Bush Years Imposed Crushing Regulatory Burdens

Among the biggest lies told by liberals over the past few years is that the administration of President George W. Bush was some sort of deregulatory cascade, where rule after rule was rolled back, putting the public in more and more danger.

Nothing could be further from the truth. The Bush years saw a massive bloating of the regulatory state, with more and more rules being issued by an out-of-control executive branch that didn’t seem to care what it’s only elected member thought about it.

To be sure, the Bush White House tried to reduce the rate of new regulation, but it certainly couldn’t reduce the size and scope of the regulatory state. We don’t just have staffing numbers and budgets to back this up.

We have the documentary evidence of the Federal Register itself, where new regulations are published every week, and also the Code of Federal Regulations, which is the regulatory equivalent of the Tax Code and its regulations.

In 2007, to take a year at random from the Bush years, the Federal Register weighed in at 72,000 pages for the year (perhaps government lawyers get paid by the word?), while the CFR topped out at 145,816 pages — 8,000 pages longer than it was in 2000.

Page counts don’t tell you everything, though. The real indicator is the number of so-called “major rules” that have effects on nearly every American, whether, for example, by increasing the cost of our automobiles, or by putting more burdens on our local education departments, or increasing the cost of our local taxes.

The Bush administration brought in more than 70 new major regulations that increased burdens on Americans, compared with 23 that reduced them (those the Left complains about).

Interestingly, the agencies that were not responsible to the White House’s regulatory approval, like the Securities and Exchange Commission and the Federal Communications Commission, were responsible for more than half of the deregulatory moves, so it’s not as if the Bush administration can claim much credit (or blame, if you’re on the Left) for them, either.

There’s also the “Regulatory Plan and the Unified Agenda of Federal Regulatory and Deregulatory Actions,” which appears in the Federal Register each December.

It lists rules that have recently been completed together with those anticipated for the next 12 months by each of the 60 federal agencies that have rulemaking powers.
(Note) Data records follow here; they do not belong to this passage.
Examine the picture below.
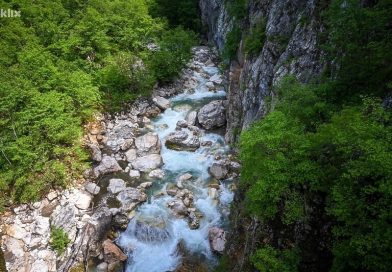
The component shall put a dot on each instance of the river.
(166, 242)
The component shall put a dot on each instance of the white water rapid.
(156, 240)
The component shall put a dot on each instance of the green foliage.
(268, 259)
(254, 40)
(61, 62)
(59, 240)
(233, 40)
(345, 155)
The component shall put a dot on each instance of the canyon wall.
(291, 47)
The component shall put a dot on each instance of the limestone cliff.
(291, 47)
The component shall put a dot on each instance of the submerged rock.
(148, 144)
(217, 239)
(212, 115)
(112, 253)
(116, 186)
(147, 163)
(107, 165)
(161, 102)
(183, 140)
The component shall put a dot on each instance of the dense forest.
(61, 62)
(322, 157)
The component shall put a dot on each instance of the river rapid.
(165, 241)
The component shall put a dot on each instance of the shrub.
(59, 240)
(268, 259)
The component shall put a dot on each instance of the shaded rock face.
(251, 79)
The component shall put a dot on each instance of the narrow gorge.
(196, 136)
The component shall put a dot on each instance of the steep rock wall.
(291, 47)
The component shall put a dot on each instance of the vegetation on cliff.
(324, 154)
(62, 61)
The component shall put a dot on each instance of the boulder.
(130, 198)
(116, 186)
(182, 140)
(178, 207)
(191, 118)
(157, 173)
(92, 188)
(148, 144)
(161, 102)
(131, 155)
(217, 239)
(218, 171)
(120, 221)
(212, 115)
(134, 174)
(147, 163)
(107, 165)
(112, 253)
(96, 154)
(83, 200)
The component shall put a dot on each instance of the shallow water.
(161, 241)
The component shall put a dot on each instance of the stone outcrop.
(291, 47)
(212, 115)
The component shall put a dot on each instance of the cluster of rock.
(121, 143)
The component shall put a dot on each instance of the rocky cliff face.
(291, 47)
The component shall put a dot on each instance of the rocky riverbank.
(127, 162)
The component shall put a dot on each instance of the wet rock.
(83, 200)
(217, 239)
(92, 188)
(145, 185)
(102, 267)
(157, 173)
(107, 165)
(178, 207)
(130, 198)
(147, 163)
(134, 174)
(212, 115)
(96, 153)
(182, 140)
(148, 144)
(185, 177)
(52, 195)
(218, 171)
(161, 102)
(151, 231)
(116, 186)
(112, 253)
(193, 221)
(131, 155)
(120, 221)
(181, 124)
(191, 118)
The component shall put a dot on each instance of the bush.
(268, 259)
(59, 240)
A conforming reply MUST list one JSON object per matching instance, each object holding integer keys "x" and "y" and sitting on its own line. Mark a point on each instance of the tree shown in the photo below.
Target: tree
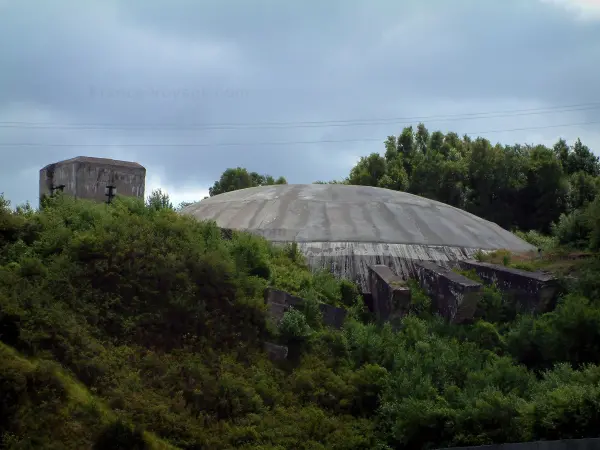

It’s therefore a great guide to how the regulatory pipeline is flowing.

The agenda also tells us what rules are “economically significant” — meaning that they’ll have an effect on the nation of more than $100 million when implemented.

There were 184 of these in 2009, so the cost to the nation will be at least $18 billion, but it could well be far more than that.

The agenda doesn’t tell us how much the rule will cost, just whether it’s more than $100 million. One thing we do know about the agenda’s rules is how many of them will significantly affect small businesses, thanks to the Regulatory Flexibility Act.

The 2009 agenda listed 758 such rules, more than 60 percent of them from just five agencies — the departments of Agriculture, Commerce, Health and Human Services, the Environmental Protection Agency and the Federal Communications Commission.

We also know how many rules involve the feds getting state and local governments to do their dirty work for them. The Unfunded Mandates Act, passed in 1995 to rein in this practice, requires such rules to be highlighted.

In 2009, 514 rules will affect state governments and 328 will affect local governments.